SYDNEY (Reuters) - Volatile British master chef Gordon Ramsay on Friday played down controversy in Australia over his foul language on television, saying he had no intention of changing his outspoken style.
The Australian Senate or upper house, which carried out an inquiry into Ramsay’s swearing, urged television networks on Thursday to upgrade the way they warn viewers of coarse material and deal with viewers’ complaints.
But Ramsay, in Australia for a series of cooking shows in Sydney, was unapologetic.

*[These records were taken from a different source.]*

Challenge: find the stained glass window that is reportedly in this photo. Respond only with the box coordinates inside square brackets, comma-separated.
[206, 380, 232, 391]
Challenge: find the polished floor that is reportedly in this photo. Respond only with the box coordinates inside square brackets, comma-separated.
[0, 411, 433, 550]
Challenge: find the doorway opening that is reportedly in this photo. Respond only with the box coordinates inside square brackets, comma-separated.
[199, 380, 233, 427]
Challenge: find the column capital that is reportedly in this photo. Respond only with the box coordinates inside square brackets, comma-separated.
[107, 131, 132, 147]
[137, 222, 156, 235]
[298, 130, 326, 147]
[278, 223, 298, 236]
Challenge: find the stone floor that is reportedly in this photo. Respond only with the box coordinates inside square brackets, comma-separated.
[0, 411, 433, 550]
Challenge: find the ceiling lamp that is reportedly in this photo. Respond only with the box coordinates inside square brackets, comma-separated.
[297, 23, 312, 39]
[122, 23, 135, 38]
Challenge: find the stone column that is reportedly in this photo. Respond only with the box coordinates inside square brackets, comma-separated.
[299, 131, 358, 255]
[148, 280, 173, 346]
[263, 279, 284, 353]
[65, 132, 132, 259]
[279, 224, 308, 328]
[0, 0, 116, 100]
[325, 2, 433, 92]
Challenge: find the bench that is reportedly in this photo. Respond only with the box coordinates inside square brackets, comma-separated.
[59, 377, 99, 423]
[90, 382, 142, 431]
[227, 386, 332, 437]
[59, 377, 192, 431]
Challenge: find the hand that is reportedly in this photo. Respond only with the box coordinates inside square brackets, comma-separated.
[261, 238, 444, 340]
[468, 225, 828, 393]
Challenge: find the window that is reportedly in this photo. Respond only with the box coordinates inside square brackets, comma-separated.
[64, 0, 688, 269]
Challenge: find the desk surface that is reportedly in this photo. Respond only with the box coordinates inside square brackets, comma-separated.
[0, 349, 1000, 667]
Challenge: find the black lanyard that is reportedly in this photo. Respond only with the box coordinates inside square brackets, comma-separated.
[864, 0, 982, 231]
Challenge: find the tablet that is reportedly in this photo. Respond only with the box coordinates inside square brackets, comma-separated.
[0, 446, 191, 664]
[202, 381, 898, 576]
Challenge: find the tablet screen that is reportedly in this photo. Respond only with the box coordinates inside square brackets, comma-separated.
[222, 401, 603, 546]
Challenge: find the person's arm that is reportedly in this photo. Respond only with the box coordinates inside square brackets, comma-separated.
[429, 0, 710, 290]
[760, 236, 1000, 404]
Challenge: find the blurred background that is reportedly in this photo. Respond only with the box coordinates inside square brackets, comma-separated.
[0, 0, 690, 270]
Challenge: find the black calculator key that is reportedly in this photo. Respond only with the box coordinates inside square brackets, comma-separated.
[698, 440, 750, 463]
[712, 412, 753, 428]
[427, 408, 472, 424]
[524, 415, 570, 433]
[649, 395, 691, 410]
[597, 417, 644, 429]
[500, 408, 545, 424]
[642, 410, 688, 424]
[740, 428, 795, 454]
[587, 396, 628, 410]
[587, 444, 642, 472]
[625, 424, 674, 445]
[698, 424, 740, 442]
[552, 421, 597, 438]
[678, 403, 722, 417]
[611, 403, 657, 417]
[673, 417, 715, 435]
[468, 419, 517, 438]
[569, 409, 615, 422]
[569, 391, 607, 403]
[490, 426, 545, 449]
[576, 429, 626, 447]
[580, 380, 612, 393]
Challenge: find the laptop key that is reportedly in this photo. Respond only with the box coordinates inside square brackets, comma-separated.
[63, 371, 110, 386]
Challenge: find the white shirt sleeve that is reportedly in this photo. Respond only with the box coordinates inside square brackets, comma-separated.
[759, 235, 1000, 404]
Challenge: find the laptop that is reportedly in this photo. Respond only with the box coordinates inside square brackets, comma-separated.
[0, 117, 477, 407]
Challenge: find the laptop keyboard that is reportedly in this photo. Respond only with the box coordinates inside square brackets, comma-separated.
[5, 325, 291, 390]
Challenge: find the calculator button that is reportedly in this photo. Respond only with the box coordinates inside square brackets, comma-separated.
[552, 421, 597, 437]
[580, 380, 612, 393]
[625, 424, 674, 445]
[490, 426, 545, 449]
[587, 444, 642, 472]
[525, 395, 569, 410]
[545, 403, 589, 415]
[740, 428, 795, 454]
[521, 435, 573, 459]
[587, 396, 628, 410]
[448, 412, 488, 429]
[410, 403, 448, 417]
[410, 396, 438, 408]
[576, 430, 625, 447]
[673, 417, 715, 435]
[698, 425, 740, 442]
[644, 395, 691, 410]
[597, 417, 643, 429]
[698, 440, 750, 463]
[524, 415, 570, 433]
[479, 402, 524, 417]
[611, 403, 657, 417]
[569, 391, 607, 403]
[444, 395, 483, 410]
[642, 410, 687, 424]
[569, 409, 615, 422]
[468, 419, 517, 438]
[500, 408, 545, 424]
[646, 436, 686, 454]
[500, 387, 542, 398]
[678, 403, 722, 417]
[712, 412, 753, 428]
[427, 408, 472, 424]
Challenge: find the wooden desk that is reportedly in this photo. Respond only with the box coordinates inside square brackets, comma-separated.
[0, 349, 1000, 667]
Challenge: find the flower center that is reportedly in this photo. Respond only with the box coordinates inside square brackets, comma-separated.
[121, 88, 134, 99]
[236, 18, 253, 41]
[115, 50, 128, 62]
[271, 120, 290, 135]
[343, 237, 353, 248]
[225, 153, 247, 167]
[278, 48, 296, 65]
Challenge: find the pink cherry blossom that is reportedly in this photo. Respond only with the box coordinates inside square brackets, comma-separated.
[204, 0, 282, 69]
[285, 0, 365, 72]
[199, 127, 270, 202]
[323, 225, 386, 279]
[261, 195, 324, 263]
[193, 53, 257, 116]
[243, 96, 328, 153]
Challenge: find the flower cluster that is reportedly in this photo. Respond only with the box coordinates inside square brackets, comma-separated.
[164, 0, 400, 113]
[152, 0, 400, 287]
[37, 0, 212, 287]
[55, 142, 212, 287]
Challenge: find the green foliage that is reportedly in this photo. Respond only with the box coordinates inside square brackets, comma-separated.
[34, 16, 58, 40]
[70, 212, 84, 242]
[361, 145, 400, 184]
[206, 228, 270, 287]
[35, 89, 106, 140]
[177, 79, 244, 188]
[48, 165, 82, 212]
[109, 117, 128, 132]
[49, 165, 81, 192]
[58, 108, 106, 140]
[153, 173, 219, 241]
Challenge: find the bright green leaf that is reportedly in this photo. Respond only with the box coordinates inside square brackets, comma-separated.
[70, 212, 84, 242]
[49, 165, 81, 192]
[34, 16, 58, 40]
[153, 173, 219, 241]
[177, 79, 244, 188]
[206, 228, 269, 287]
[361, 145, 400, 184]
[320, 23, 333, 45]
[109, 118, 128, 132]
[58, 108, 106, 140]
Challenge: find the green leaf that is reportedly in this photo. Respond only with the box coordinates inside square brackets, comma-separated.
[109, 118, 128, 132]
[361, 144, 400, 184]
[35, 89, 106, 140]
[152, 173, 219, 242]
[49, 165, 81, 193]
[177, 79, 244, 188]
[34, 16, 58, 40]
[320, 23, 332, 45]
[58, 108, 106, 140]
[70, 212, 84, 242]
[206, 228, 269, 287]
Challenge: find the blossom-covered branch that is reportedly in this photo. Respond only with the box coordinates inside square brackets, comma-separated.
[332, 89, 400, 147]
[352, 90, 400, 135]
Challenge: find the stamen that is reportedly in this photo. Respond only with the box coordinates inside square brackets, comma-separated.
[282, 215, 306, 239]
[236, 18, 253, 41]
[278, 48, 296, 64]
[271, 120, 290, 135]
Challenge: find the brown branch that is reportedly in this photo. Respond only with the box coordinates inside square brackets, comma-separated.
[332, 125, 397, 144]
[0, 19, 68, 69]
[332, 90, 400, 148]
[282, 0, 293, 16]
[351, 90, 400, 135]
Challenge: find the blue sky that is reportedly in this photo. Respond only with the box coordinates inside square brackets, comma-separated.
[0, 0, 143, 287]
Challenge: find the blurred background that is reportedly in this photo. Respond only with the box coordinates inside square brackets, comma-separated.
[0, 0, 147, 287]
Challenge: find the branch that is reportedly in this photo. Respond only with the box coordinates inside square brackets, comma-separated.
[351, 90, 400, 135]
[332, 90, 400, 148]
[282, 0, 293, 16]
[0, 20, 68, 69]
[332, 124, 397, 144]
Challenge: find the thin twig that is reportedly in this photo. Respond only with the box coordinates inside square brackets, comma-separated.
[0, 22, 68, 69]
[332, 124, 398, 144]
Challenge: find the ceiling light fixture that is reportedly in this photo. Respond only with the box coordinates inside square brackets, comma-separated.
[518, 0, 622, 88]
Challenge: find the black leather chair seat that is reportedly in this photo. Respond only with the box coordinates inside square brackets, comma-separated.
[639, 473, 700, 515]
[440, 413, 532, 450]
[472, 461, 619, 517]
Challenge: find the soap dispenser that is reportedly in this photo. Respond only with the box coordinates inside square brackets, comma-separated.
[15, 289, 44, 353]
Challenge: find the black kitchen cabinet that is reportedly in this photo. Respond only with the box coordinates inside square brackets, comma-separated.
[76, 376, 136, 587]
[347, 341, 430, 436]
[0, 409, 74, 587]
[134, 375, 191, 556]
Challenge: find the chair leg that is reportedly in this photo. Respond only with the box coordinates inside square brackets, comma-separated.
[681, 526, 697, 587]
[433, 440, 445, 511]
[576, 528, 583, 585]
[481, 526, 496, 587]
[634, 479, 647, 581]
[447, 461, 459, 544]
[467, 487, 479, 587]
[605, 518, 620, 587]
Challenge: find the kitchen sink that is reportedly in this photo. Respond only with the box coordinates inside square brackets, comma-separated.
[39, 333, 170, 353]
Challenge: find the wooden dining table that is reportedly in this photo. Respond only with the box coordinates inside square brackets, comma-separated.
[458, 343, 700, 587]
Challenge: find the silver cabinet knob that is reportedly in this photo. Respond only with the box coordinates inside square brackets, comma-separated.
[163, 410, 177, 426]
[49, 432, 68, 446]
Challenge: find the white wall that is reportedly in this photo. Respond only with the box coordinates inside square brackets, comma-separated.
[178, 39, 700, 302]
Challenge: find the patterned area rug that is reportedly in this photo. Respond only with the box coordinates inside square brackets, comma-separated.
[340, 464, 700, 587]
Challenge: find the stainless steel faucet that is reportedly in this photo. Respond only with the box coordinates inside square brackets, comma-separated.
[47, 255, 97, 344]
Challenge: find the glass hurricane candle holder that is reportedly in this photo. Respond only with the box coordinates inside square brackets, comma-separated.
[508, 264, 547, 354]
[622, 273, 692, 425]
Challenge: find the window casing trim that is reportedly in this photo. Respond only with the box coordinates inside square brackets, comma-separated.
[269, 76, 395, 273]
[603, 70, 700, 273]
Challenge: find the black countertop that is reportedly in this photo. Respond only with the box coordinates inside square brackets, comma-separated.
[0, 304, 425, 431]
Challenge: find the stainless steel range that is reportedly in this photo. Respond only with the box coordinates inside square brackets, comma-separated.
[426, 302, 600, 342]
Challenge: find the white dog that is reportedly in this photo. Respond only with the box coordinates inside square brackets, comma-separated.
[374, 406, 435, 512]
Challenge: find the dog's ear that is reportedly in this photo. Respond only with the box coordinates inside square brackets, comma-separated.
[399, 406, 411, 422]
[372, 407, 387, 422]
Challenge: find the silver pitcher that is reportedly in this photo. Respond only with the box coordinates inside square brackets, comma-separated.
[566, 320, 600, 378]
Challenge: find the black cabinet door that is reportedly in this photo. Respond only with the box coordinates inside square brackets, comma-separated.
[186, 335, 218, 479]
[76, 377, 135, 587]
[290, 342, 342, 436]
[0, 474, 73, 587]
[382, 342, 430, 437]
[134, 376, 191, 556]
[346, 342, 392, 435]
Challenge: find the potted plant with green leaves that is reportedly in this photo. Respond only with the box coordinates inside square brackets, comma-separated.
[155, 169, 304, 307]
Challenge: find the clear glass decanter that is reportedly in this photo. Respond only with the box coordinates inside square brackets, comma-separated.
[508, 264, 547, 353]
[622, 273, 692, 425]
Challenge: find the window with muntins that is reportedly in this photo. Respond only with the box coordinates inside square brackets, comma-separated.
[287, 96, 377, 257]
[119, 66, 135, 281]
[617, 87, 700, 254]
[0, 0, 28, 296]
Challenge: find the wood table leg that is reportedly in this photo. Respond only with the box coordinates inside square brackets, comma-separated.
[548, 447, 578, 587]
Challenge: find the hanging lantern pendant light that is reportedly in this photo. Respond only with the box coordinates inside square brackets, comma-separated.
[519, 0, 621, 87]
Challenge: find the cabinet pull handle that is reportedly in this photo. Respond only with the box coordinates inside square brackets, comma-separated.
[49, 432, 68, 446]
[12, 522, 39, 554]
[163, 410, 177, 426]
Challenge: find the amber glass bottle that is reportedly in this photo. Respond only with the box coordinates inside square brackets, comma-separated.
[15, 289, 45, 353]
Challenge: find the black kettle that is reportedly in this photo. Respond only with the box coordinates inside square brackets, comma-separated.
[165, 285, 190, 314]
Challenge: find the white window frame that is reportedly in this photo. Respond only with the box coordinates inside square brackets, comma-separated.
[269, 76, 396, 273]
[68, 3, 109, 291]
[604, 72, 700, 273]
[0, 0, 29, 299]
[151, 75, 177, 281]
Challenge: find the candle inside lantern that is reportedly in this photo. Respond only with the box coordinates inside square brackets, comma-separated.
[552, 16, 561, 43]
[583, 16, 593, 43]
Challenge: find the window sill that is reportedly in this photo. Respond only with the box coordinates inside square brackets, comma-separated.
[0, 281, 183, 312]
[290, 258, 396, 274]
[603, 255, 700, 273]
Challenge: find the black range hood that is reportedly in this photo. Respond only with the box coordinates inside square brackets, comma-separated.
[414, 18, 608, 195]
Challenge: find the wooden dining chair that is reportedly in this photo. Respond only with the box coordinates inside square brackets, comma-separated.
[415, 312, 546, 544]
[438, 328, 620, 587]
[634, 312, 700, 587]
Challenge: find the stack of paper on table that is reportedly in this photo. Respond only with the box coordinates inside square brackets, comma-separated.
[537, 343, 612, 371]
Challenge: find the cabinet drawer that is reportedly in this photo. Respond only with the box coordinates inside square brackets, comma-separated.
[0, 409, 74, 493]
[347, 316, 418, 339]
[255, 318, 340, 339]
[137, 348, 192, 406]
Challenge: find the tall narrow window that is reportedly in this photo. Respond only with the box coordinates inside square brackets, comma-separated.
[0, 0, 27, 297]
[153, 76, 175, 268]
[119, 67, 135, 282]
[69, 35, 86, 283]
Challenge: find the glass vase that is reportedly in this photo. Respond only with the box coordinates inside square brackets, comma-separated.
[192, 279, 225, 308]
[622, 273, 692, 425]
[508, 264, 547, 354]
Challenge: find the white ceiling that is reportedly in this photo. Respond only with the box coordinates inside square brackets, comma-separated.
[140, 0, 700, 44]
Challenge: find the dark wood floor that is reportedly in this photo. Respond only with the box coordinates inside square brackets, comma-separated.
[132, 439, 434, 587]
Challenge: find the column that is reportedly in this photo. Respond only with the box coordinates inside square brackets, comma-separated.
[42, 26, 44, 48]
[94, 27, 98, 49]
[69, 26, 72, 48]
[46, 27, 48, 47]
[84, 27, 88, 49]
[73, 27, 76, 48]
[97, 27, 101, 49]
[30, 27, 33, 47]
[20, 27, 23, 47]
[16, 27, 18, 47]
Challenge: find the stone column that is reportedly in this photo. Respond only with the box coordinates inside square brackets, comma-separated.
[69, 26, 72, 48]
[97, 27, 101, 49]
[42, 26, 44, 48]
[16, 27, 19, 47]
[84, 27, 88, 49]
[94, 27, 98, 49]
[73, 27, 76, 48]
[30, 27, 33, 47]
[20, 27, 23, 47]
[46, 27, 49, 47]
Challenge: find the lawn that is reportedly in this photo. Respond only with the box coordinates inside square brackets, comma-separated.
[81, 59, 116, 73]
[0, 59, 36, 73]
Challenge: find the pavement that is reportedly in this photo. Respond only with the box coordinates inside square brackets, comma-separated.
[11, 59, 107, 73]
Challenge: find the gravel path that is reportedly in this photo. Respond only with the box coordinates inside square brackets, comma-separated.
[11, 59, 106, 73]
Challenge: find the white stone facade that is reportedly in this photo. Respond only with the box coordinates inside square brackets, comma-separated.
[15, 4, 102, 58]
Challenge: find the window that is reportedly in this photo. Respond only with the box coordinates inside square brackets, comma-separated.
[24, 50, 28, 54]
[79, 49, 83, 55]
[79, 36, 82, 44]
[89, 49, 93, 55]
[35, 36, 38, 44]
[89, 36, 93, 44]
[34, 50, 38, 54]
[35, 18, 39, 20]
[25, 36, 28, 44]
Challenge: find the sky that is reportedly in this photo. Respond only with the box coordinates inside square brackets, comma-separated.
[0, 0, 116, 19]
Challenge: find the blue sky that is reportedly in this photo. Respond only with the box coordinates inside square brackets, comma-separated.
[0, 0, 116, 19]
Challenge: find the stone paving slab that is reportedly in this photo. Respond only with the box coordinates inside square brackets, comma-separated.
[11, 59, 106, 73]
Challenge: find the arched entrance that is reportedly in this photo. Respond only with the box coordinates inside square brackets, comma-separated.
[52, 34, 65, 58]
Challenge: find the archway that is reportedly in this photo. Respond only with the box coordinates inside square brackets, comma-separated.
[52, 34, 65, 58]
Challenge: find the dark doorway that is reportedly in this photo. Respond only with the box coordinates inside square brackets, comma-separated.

He said his television programmes, which are ratings winners in Australia, show the real pressures of working in a restaurant kitchen.
“I want to run a proper kitchen with a pair of bollocks, not stand there and wish everybody a merry Christmas and pat them on the back every time they do a good job,” Ramsay told the Nine Network on Friday.
“It’s high pressure, high energy and more importantly, real. That’s how we keep it each and every day.”
Ramsay’s Kitchen Nightmares and Hell’s Kitchen programmes, broadcast on Nine, are among the most popular shows on Australian television.
The Senate inquiry was prompted by one episode aired earlier this year in which Ramsay used a four-letter expletive more than 80 times in 40 minutes.
Ramsay appeared at a function for the Sydney Food and Wine show later on Friday, where he light-heartedly chided the Nine Network.
“I’d like to give channel Nine a big telling off for making my name bad in Australia. Has no one got an edit suite and not broadcasting those naughty words before nine o’clock? I‘m getting the flak for it everywhere I go”.
After his remarks, Ramsay was presented with a “swear jar” and invited to put in a penny every time he used bad language. Thanking his hosts, he dropped the jar which smashed on the floor, prompting a flood of swearwords.